Vielleicht wird diese Quelle heutzutage nicht mehr oft genutzt – aber die Bibel enthält viele Worte des Trostes für schwierige Lebenssituationen. Das gilt besonders für das Buch der Psalmen im sogenannten Alten Testament.

Morgengedanken 6.9.2017 zum Nachhören:

Der Psalm 23 weiß um die dunklen, unheilschwangeren Seiten des Lebens, die in jeder menschlichen Biografie zu finden sind. Zugleich ist uns jedoch sicheres Geleit durch die schweren Zeiten des Lebens zugesagt, wenn es im Vers 4 heißt: „Muss ich auch wandern in finsterer Schlucht, ich fürchte kein Unheil; denn du bist bei mir, dein Stock und dein Stab geben mir Zuversicht.“

Annamaria Ferchl-Blum
ist Theologin und Fachinspektorin für katholischen Religionsunterricht in der Diözese Feldkirch in Vorarlberg

Ein Stück mitwandern

Nicht nur weil ich selber überzeugte Fußgängerin bin, spricht mich das Wort „wandern“ in diesem Vers besonders an.

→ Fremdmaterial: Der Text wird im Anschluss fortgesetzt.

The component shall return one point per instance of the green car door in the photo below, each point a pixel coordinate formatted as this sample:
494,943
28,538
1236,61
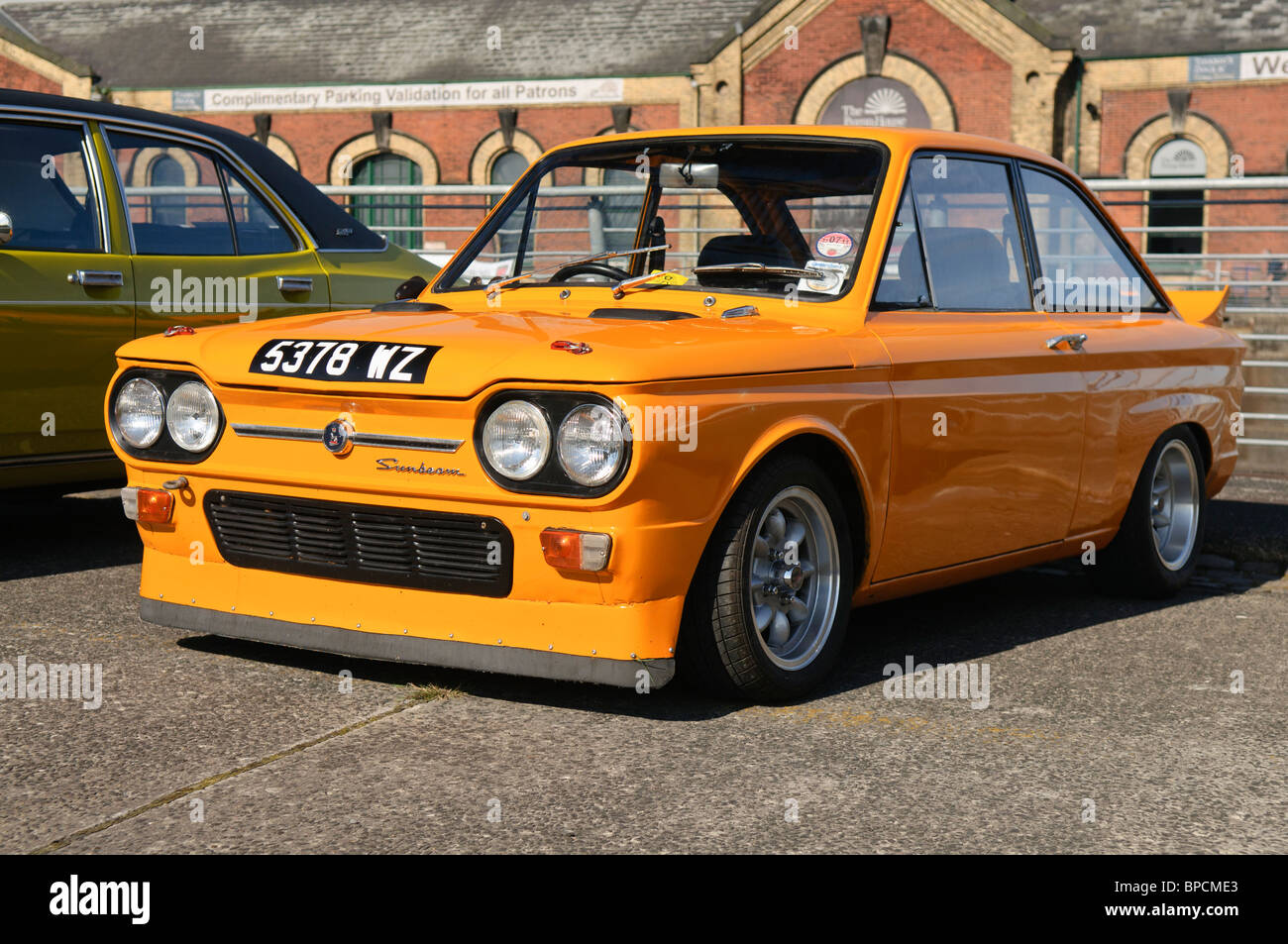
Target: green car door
65,303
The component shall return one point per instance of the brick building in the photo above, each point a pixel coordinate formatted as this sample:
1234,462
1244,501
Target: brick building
426,91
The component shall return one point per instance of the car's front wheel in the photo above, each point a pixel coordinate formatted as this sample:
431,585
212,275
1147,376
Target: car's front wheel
1160,536
767,613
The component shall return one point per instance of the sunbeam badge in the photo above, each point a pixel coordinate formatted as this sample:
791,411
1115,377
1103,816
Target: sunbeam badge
338,437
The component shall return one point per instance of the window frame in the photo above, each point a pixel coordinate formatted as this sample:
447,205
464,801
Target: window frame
1018,201
93,176
1102,218
455,268
222,166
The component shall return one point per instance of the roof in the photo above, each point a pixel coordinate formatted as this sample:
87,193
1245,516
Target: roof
1162,27
141,44
13,31
329,224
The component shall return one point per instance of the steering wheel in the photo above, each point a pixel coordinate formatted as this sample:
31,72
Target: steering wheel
589,269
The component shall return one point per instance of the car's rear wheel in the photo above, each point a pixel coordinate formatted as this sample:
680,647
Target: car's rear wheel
1160,536
767,613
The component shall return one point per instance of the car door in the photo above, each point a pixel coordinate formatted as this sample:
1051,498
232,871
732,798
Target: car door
65,296
1125,334
209,248
988,424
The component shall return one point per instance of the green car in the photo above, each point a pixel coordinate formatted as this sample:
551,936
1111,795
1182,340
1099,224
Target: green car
117,223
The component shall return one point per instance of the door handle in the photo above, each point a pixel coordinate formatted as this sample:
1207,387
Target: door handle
294,283
1074,342
95,278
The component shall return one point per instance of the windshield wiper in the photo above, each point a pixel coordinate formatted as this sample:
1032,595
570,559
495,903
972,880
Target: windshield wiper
496,287
761,269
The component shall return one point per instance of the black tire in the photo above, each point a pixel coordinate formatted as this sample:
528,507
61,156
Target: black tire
1133,565
720,651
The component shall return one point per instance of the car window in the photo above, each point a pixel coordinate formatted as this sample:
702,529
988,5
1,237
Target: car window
737,214
259,231
174,194
970,235
47,188
903,278
1082,266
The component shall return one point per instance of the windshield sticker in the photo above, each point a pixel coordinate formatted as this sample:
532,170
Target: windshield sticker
829,279
833,245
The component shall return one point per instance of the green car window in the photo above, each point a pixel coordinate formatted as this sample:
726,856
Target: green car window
175,197
47,189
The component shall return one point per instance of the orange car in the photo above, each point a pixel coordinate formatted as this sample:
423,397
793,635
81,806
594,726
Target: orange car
719,386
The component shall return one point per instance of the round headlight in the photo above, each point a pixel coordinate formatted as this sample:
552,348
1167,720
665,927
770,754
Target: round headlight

Diese Gehbewegung ist an sich tröstlich, schließt sich doch die Aussicht auf ein Weiterkommen und Ankommen im Licht mit ein. Der Psalmist denkt gar nicht an ein Ausharren-Müssen, Sitzenbleiben oder gar Einrichten im Leid. Es geht ums Durchwandern ohne Angst vor dem bodenlosen Unheil. In einem Gedicht von Hilde Domin, die die Schrecken der Nazizeit erlebte, heißt es: „Ich setzte den Fuß in die Luft und sie trug“. Um dieses Risiko und dieses Vertrauen geht es im Psalm.

Manchmal brauchen wir dazu Menschen, die ein Stück mitwandern und uns so zum Stock und Stab der Zuversicht werden. Vielleicht gehen Sie heute solidarisch mit einem Menschen ein Stück des Weges durch seine finstere Schlucht und halten mit ihm Ausschau nach dem Hellen, das auch am Ende dieses Weges steht.